New Building Report Card: 15 Renwick

15 Renwick from the northOnly residents may care how new buildings turn out on the inside, but we all have to live with what’s visible from the street. So let’s review 15 Renwick, on the west side of the street between Canal and Spring. The building was developed by IGI USA (Izaki Group Investments); the architect is ODA New York. Please don’t let the fact that you’re not an architecture expert (either) stop you from weighing in.

The design in general

15 Renwick has three distinct levels: The copper-cladded base; the boxy grid of windows in the middle, and the Tetris-ish top third, where the grid disintegrates. “The exterior honors the authentic architecture of the street and neighborhood,” says the website, which is mystifying, unless the reference is to the other dark, boxy new condos along Spring. If anything, those big windows and random stacks pay homage to other ODA work—to wit, Franklin Place over on Broadway.

15 Renwick from the south15 Renwick landscaping

The ground floor

If a building is going to skip all retail—which I’m not a fan of, but that’s life these days—it should offer something to passersby, and the penny copper is eye-catching and novel. As the metal ages, the patina will do more to add “authenticity” than anything else in the exterior; too bad the metal sounds so hollow when you tap it. The entrance is a bit overly discreet, given all the zippy copper that flanks it, but maybe there are planters coming (or better yet, a sculpture by the front door). As for the maisonettes at the north end, the landscaping is a delight. I only wish that the architects had found a way to avoid the motel vibe created by a row of exterior doors. The doors might have been angled, for instance, or offset on different planes. Add in the gray front gates and the result is a combination of industrialness and homespun Americana; whether it works is in the eye of the buyer.

15 Renwick entrance 15 Renwick ground floor tarnish 15 Renwick townhouse doors 15 Renwick townhouse entrance

Upon closer viewing…

Nice work making the garage door blend in, but the contractor might want to try again with that poorly cut pipe hole above it. And the less said about the fake ivy, the better.

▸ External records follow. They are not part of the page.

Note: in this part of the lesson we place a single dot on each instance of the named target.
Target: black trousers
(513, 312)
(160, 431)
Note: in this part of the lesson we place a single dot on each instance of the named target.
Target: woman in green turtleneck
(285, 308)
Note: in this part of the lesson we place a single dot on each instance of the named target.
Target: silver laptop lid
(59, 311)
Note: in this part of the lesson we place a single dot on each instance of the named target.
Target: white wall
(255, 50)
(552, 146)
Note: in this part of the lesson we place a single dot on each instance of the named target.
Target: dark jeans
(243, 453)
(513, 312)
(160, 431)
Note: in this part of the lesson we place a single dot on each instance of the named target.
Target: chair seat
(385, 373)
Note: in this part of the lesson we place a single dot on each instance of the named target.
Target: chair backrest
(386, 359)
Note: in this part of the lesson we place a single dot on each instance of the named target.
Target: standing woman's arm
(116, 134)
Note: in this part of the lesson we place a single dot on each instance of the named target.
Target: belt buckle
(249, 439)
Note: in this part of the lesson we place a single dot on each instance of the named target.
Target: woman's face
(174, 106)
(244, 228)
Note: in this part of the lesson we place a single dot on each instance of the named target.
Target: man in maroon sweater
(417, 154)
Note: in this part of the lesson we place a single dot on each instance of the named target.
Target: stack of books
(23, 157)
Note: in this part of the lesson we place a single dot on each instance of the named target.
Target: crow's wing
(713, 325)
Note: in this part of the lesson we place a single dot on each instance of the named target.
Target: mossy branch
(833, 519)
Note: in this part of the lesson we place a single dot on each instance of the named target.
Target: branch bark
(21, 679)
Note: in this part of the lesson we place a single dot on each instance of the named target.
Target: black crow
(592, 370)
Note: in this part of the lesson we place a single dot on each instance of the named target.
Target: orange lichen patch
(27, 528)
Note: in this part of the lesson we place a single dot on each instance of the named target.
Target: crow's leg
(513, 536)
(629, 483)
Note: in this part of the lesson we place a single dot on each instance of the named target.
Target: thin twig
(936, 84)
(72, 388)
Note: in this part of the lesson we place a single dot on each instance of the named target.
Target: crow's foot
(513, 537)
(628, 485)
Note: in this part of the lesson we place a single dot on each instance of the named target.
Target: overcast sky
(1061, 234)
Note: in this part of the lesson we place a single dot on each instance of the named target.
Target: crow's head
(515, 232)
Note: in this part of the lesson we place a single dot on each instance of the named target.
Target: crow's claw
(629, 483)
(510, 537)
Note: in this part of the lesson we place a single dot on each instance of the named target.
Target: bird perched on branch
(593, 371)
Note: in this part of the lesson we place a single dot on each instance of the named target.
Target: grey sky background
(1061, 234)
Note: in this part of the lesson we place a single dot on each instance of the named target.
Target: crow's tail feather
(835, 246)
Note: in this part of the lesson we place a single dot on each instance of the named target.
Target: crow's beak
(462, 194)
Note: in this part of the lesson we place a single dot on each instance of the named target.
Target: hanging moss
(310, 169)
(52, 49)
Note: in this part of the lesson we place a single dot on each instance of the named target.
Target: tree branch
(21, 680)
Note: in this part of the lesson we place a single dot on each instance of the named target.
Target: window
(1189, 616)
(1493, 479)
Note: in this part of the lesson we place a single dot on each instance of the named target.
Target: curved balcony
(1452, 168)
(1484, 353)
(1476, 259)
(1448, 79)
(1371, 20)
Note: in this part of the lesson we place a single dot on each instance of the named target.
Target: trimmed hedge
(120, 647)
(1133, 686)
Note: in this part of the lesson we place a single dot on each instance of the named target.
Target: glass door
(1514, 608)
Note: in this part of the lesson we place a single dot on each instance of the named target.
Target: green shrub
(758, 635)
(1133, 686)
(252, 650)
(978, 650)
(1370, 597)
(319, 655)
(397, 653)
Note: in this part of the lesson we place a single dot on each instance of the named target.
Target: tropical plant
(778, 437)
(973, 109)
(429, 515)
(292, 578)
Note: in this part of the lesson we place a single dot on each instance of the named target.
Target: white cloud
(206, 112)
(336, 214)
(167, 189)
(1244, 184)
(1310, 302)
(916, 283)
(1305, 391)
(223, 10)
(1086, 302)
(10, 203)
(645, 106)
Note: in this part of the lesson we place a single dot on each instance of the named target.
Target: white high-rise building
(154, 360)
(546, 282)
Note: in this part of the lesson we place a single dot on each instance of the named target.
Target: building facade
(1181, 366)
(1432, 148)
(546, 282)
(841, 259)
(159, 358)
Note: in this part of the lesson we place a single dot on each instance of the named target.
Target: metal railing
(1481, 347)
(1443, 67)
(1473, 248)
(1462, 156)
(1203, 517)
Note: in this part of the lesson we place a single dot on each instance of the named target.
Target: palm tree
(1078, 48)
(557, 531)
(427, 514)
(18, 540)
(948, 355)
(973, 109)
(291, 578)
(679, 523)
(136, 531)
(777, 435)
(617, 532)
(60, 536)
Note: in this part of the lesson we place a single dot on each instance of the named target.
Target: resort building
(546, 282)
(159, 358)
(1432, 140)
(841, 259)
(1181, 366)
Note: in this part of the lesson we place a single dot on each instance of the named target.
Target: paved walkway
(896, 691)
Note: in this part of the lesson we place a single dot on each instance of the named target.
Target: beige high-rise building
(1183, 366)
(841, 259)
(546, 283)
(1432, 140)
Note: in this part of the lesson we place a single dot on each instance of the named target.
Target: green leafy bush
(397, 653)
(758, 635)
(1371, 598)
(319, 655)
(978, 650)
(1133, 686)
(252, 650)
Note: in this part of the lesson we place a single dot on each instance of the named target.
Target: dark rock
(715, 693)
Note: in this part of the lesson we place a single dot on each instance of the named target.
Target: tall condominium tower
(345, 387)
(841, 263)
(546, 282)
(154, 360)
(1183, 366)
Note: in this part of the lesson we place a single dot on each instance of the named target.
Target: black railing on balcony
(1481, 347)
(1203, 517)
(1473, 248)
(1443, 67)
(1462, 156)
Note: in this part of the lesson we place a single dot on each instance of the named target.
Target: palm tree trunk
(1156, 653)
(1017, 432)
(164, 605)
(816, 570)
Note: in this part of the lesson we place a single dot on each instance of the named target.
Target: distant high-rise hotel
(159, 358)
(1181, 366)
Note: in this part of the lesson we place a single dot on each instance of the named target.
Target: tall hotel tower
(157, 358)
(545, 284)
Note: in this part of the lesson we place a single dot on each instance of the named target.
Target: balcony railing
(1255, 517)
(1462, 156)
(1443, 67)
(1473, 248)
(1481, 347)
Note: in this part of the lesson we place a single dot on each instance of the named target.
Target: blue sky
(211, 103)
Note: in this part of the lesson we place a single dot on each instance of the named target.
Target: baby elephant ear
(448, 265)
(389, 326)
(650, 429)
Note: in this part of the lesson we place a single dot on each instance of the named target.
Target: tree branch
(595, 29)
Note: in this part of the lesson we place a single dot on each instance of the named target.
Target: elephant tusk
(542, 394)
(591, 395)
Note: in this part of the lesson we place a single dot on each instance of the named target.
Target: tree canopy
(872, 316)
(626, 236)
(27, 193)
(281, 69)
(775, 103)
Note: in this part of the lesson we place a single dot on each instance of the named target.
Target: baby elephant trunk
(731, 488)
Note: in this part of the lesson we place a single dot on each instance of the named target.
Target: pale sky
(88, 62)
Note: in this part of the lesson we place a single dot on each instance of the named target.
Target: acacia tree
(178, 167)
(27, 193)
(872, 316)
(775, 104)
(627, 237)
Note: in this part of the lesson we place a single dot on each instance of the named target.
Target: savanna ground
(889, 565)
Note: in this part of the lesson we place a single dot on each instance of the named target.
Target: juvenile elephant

15 Renwick garage door15 Renwick pipes 15 Renwick fake ivy

And the top?

The top—or at least what one can see of it—is lively, but why those shapes and not other ones? And why go to such an effort on a part of the building that’s basically impossible to see from the street? Then again, perhaps we’re better off not having to see the huge bulkhead/mechanical box at the very top. (Skip below to the rendering to see what I mean.)

15 Renwick roof line

Is the building an improvement?

I don’t know. I have no recollection of what was there, and the oldest images on Google Maps (from 2007) show a vacant lot. Renwick had a lot of charm, so the developers are probably fortunate that no evidence exists of what was destroyed. UPDATE: James points out that the New York City Municipal Archives has a photo from the 1980s (below). The photo isn’t great, but an argument could probably be made that the new building is indeed an improvement.

15-21 Renwick courtesy NYC Municipal Archives 1980s

Rendering vs. reality

Leaving aside the more fanciful aspects of the rendering—the marketing campaign for 15 Renwick is oddly steampunk—it does seem to represent the finished product. We’ll have to assume so, anyway, since the top third of the building is such a mystery.

15 Renwick rendering

Pass or fail?

Pass, but given that no effort was made to blend it in with the older parts of the area, I wish the reasoning behind the more outré design choices was clearer; as it is, they seem arbitrary.

Previously:
••• 456 Washington
••• 11 N. Moore
••• 290 West
••• The Reade Chambers (71 Reade/87 Chambers)

 

5 Comments

  1. I just want to go on record as LOVING your reviews of the new TriBeCa architecture. You really have a knack for this. I never miss a review, and never fail to appreciate new aspects of the buildings. I often walk over to see them up close and personal after reading your take on things.

  2. i live right next door. although i am pleased to have my block “whole” again, i think this building is far too bulky for the narrow, one block long street. . i’m calling it the ” Hulk of Renwick”. ( ps -look inside the lobby to see an “english-upper-class- looking portrait)

  3. I am somewhat confused by the townhouses with gardens in front. The floor plans on the building site show those were designed to be private terraces with doors.